EL PASO, Texas (Border Report) – The saga of two Guatemalan activists victimized in two countries and denied lawful entry into the United States has taken an unexpected turn.
Gaspar Cobo, 32, and Francisco Chavez, 45, were recently released from a U.S. Immigration and Customs Enforcement (ICE) facility and allowed to continue asylum claims safe in El Paso, their lawyer said.
The two returned to the U.S. in November, literally running from a drug cartel in Juarez, Mexico. They had been sent to Mexico in 2019 after filing asylum claims and being placed in the Migrant Protection Protocols (MPP) program. Their claim is based on death threats received in Guatemala stemming from Chavez’s testimony of an army massacre in an Indian village in 1982 and Cobo’s activism against the ongoing exploitation of Maya Ixil lands in Guatemala.
The law office of Carlos Spector and various nonprofits in El Paso and Juarez assisted Cobo and Chavez during their wait. However, like many asylum-seekers staying in dangerous Mexican border cities, the pair became the target of Mexican gangs.
In November, “they became the target of a Mexican cartel who extorted them, threatening their lives, demanding money. The cartel even texted them a map pinpointing where the two were living. Again, they were forced to flee, changing residences and leaving their jobs,” Spector’s office said.
The pair in June 2019 had already allegedly been robbed by police in Parral, Mexico, abandoned by smugglers in a Juarez stash house and threatened by police for “slandering” their colleagues.
Like he did in 2019, Spector said he took them to a U.S. port of entry where they passed a credible fear interview. This time, they were not returned to Mexico, but were placed in an ICE detention facility for more than two months.
“This is as significant a case as I’ve ever had in my long career as an immigration attorney. It is an honor to provide these incredibly brave human rights activists legal representation as a means to advance their efforts to seek justice for the Maya Ixil people,” Spector said.

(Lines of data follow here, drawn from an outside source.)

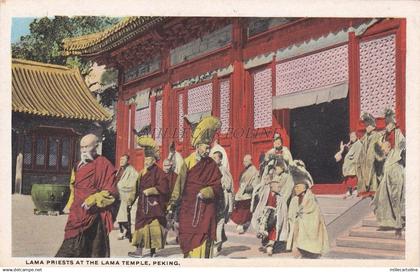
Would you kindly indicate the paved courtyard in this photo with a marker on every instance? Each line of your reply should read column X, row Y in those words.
column 41, row 235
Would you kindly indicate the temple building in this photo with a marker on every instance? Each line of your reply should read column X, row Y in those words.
column 51, row 109
column 307, row 78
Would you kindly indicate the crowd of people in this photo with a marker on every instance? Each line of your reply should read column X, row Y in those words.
column 194, row 198
column 374, row 166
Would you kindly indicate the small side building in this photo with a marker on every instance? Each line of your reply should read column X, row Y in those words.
column 51, row 109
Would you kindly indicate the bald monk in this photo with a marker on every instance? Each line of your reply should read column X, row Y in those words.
column 90, row 220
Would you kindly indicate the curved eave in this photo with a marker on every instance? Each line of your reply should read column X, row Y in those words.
column 113, row 37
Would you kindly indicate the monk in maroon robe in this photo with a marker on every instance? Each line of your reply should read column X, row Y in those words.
column 90, row 219
column 197, row 217
column 153, row 189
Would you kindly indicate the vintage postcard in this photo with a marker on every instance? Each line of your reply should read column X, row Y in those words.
column 279, row 134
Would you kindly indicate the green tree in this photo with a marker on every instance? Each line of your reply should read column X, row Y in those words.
column 44, row 43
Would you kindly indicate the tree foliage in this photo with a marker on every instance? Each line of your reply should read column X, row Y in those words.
column 45, row 44
column 45, row 41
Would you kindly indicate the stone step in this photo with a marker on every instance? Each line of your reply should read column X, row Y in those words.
column 373, row 232
column 370, row 222
column 371, row 243
column 364, row 253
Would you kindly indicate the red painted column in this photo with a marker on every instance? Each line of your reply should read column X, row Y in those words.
column 400, row 74
column 119, row 130
column 216, row 97
column 120, row 110
column 354, row 82
column 239, row 103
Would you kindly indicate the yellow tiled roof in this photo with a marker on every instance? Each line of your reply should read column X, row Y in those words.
column 110, row 38
column 53, row 90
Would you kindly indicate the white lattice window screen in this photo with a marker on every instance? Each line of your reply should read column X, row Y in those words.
column 313, row 71
column 158, row 122
column 378, row 75
column 225, row 105
column 142, row 118
column 262, row 99
column 200, row 98
column 181, row 117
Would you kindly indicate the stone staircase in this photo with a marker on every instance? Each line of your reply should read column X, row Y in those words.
column 365, row 241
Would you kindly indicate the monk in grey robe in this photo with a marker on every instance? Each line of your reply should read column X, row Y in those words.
column 368, row 170
column 389, row 201
column 351, row 152
column 394, row 136
column 248, row 179
column 266, row 164
column 225, row 203
column 308, row 237
column 272, row 222
column 126, row 177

Appearing on a Zoom video call, the pair said they’re ready to resume their activism, albeit remotely.
“I came here not to seek a better life for myself, but to save my own life and call attention to what is happening in Guatemala,” Cobo said. “There is impunity. Yes, we have a justice system, but it’s sold out to national and international companies bent on exploiting us and our lands.”

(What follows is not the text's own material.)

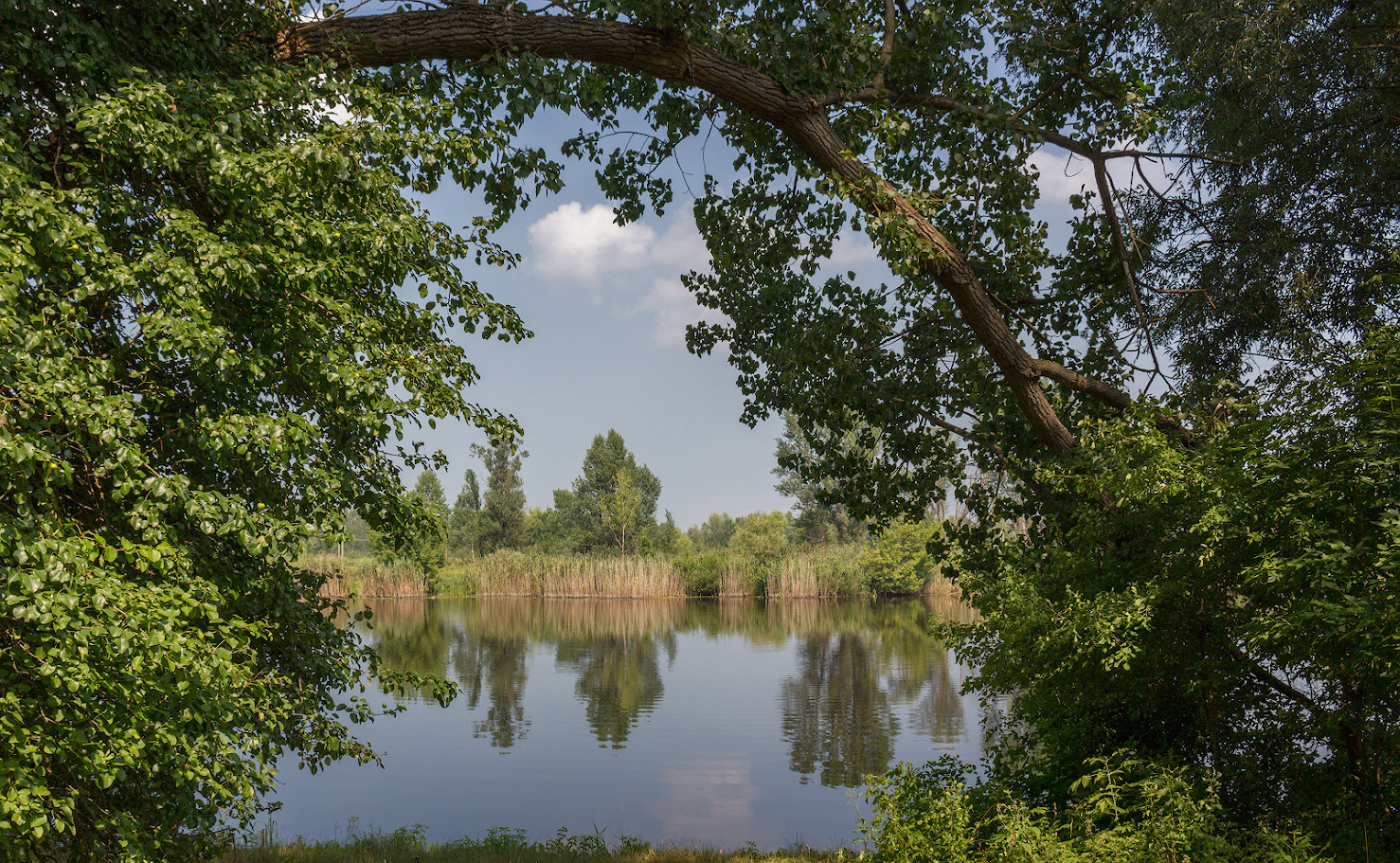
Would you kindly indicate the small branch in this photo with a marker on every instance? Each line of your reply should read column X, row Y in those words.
column 887, row 49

Cobo, who in addition to his environmental activism took it upon himself to protect people like Chavez — survivors of army massacres in the 1980s — left after receiving a direct death threat following the murder of a fellow activist. The threat, he said, came from those trying to erase all traces of army abuses in Mayan communities in the 1980s.
Chavez was 6 when the army killed many of the men in his village and took him and his little sister captive. In a previous interview, he described how he clung to his sister to prevent soldiers giving her up for adoption at a camp. His testimony of the massacre was part of the evidence that convicted former Guatemalan President Efrain Rios Mont of war crimes.
“Friends of Rios Mont and the state want to deny there was genocide. I left to save my life but I will continue fighting for justice from exile,” he said on the Zoom call.
The pair are starring in online meetings of Indigenous groups fighting for human rights and the environment in Maya Ixil lands.
Chavez and Cobo describe their detention as “painful” and “psychological torture.”
“The treatment is humiliating. They don’t want your here. They wish you had never crossed their path,” Chavez said. “You have no choice but to endure that until you are free.”
Giovanni Batz, Presidential Post-Doctoral Fellow at UC-Davis and affiliate faculty member at New Mexico State University, said the government of Guatemala has a history of corruption and acquiescence to domestic and foreign commercial interests.
“With the Biden administration we are at another crucial political junction in terms of American policy in Central America,” Batz said. “Biden is talking about a $4 billion investment in Central America to curb migration. But while drug-traffickers and gang-bangers exist in Central America, we also have to look at state-sponsored violence, at the persecution of Indigenous leaders. It’s very dangerous for anyone to stand up against impunity and corruption in the government.”
He said that instead of funding further militarization in Guatemala to prevent migration, Biden should empower local communities and organizations.
“There should be no criminalization of migrants, no militarization of the region,” he said. “The U.S. government pressures Mexico into repressing migrants from Central America, then presses Guatemala into repressing carvans from Honduras and El Salvador.”
Spector agrees that sending money to Central American regimes with a questionable track record isn’t enough to quell the surge in migration.
“The best way to stop migration is not to send money to the government but to support civil organizations in Guatemala who are fighting for the future of their country, to let them know they have our support,” Spector said.
He also urged better communication with grassroots communities.
“There’s a lot of confusion as to who qualifies for asylum. Having economic or violence problems doesn’t mean you will get in or qualify for asylum,” he said. “You must talk to a lawyer before coming so as to not be incarcerated by ICE and then expelled to Mexico, which can be just as bad.”